I have been heartened in the last few days and weeks as I follow the Big Data press and blogs. There is a noticeable shift from talking about technology to discussing the understanding and value the technology can bring. Of course, technology is still important – it provides the automation and the scale that allows the data scientists to do their work of understanding and extracting value. But it’s the data scientists and their expertise that bring the real alchemy in this equation.
Case in point: Last week Steve Lohr wrote an article for the New York Times titled “Sure, Big Data is great but so is Intuition”. He points out that models are just simplifications, and you need to balance the trade-off between the appropriate degree of simplification and the limitations of use given those simplifications. His worry is that models are too simple and thus lead to simplistic conclusions. I share that worry.
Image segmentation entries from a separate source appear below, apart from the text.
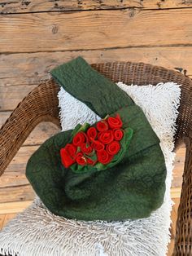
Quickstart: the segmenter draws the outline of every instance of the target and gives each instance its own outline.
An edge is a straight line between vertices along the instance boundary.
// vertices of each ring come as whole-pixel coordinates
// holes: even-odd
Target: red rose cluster
[[[81,166],[94,166],[97,162],[108,164],[120,149],[120,141],[124,136],[122,126],[117,114],[116,117],[99,121],[86,132],[77,132],[72,143],[60,150],[63,165],[68,168],[74,163]]]

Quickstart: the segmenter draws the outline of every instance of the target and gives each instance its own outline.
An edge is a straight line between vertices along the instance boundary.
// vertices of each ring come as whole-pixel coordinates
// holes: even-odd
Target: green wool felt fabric
[[[165,192],[166,167],[159,139],[142,109],[118,86],[81,57],[56,67],[51,75],[66,91],[98,116],[119,113],[133,133],[115,166],[76,174],[61,163],[59,151],[72,130],[47,139],[31,157],[26,175],[54,214],[79,220],[146,218],[159,208]]]

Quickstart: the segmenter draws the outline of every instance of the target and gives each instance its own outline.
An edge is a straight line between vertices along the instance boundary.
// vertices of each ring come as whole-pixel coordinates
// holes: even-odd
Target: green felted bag
[[[150,216],[163,203],[166,167],[159,139],[142,109],[81,57],[50,73],[100,117],[120,115],[124,137],[111,162],[83,168],[76,163],[65,168],[60,155],[81,126],[50,138],[27,164],[26,175],[37,194],[51,212],[68,218],[111,221]]]

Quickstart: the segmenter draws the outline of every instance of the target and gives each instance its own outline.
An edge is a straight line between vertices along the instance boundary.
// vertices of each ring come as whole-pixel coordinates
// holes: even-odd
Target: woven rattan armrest
[[[92,67],[113,82],[140,86],[174,82],[182,85],[175,148],[184,141],[186,157],[177,214],[174,256],[192,255],[192,82],[172,70],[143,63],[111,62]],[[60,126],[57,94],[59,86],[50,79],[28,95],[0,130],[0,176],[33,128],[41,121]]]

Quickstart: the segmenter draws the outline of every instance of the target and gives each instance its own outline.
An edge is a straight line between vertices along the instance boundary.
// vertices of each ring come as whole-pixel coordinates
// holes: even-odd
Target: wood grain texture
[[[29,91],[50,77],[50,70],[79,55],[89,64],[107,61],[145,62],[192,75],[192,46],[2,54],[0,110],[13,110]],[[1,119],[5,120],[2,113]]]
[[[85,10],[105,10],[122,8],[184,8],[192,7],[191,0],[168,0],[168,1],[141,1],[141,0],[15,0],[0,2],[0,14],[37,12],[37,11],[66,11]]]
[[[1,214],[20,213],[33,203],[32,201],[14,201],[9,203],[0,203],[0,227]]]
[[[3,1],[0,3],[0,14],[122,9],[130,7],[144,9],[184,8],[191,6],[191,0],[15,0]]]
[[[189,46],[191,15],[191,8],[2,15],[0,49],[11,53]]]
[[[5,217],[6,217],[6,214],[0,214],[0,231],[2,230],[3,227]]]
[[[14,218],[16,216],[16,214],[8,214],[5,215],[4,222],[2,227],[5,227],[10,220]]]
[[[0,204],[33,201],[35,194],[30,185],[0,188]]]
[[[171,218],[172,221],[172,223],[171,225],[172,236],[171,236],[171,241],[168,245],[168,251],[167,256],[172,256],[172,252],[173,252],[174,239],[175,239],[175,235],[176,235],[176,222],[177,222],[177,210],[179,206],[180,198],[174,198],[173,201],[175,205],[172,206],[172,214],[171,214]]]

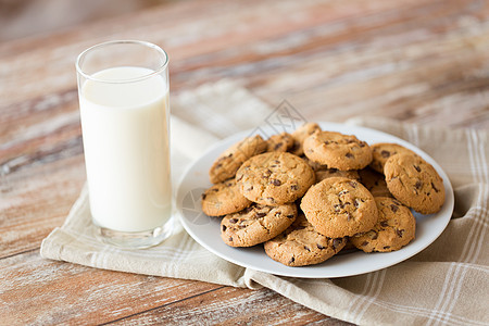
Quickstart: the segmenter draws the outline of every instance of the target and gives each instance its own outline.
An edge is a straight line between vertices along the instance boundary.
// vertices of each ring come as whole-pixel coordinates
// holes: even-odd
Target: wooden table
[[[0,324],[341,323],[266,289],[39,256],[86,178],[75,58],[128,38],[167,50],[173,95],[229,78],[309,120],[489,127],[487,1],[175,1],[2,43]]]

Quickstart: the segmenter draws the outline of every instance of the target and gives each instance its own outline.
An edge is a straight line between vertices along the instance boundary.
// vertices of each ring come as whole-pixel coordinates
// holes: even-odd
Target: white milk
[[[92,75],[121,80],[152,71],[122,66]],[[153,229],[171,216],[168,86],[142,82],[82,87],[80,115],[93,222],[118,231]]]

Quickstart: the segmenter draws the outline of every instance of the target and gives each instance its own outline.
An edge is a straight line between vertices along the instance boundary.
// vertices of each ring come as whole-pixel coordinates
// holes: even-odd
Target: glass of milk
[[[110,41],[76,61],[95,229],[124,248],[160,243],[173,229],[168,57],[145,41]]]

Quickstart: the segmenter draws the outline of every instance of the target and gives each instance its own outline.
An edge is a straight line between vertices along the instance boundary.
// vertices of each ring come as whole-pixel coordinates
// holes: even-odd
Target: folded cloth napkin
[[[284,103],[283,103],[284,104]],[[228,82],[172,98],[174,181],[216,140],[289,114],[288,103],[272,110]],[[280,111],[281,110],[281,111]],[[298,112],[297,123],[302,117]],[[298,115],[299,114],[299,115]],[[290,115],[289,115],[290,117]],[[489,156],[487,133],[417,126],[379,117],[349,124],[379,129],[419,147],[448,173],[455,211],[443,234],[427,249],[394,266],[352,277],[302,279],[275,276],[231,264],[210,253],[177,225],[162,244],[123,250],[97,241],[90,230],[84,188],[63,226],[43,241],[43,258],[148,275],[198,279],[252,289],[267,287],[326,315],[362,325],[488,325]]]

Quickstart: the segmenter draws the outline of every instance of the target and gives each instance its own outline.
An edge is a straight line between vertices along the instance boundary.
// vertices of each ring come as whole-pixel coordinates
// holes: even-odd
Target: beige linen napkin
[[[222,82],[172,98],[174,180],[209,145],[271,121],[271,110],[238,86]],[[277,110],[278,109],[278,110]],[[290,112],[288,112],[290,113]],[[275,114],[275,117],[283,114]],[[289,116],[290,117],[290,116]],[[303,120],[300,114],[293,117]],[[421,127],[391,120],[349,121],[401,137],[430,154],[455,190],[455,212],[444,233],[427,249],[398,265],[336,279],[269,275],[228,263],[195,242],[180,226],[164,243],[122,250],[97,241],[90,231],[84,189],[63,226],[41,246],[41,255],[98,268],[159,275],[237,287],[271,288],[326,315],[362,325],[487,325],[489,252],[488,137],[480,130]]]

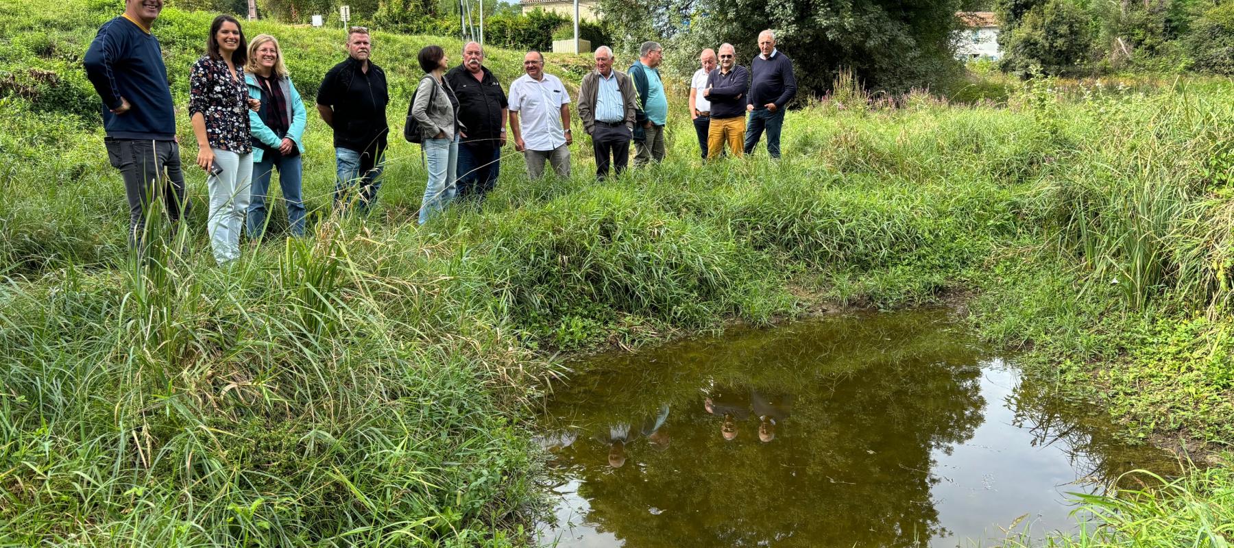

Managing simplification is the basis of sound statistical methodology. (I use the term statistical loosely, without meaning to imply only what the purists describe as statistical method actually matters.) Technologies don’t teach sound methods. I was reminded of that just today as we were reviewing results based on some pretty sophisticated methods that allow us to apply ensemble models with various boosting parameters in the operationally important part of the score range. Something didn’t make sense and it then became clear that some of the included variables were really surrogates for the performance variable. Ignorance of the issue would lead you to believe you have a good model, but it will work poorly in practice and lead to bad decisions.
Call it intuition or domain experience or good old-fashioned training. While it doesn’t carry a buzzy name like Big Data, the human factor continues to be the most important component in turning data into value.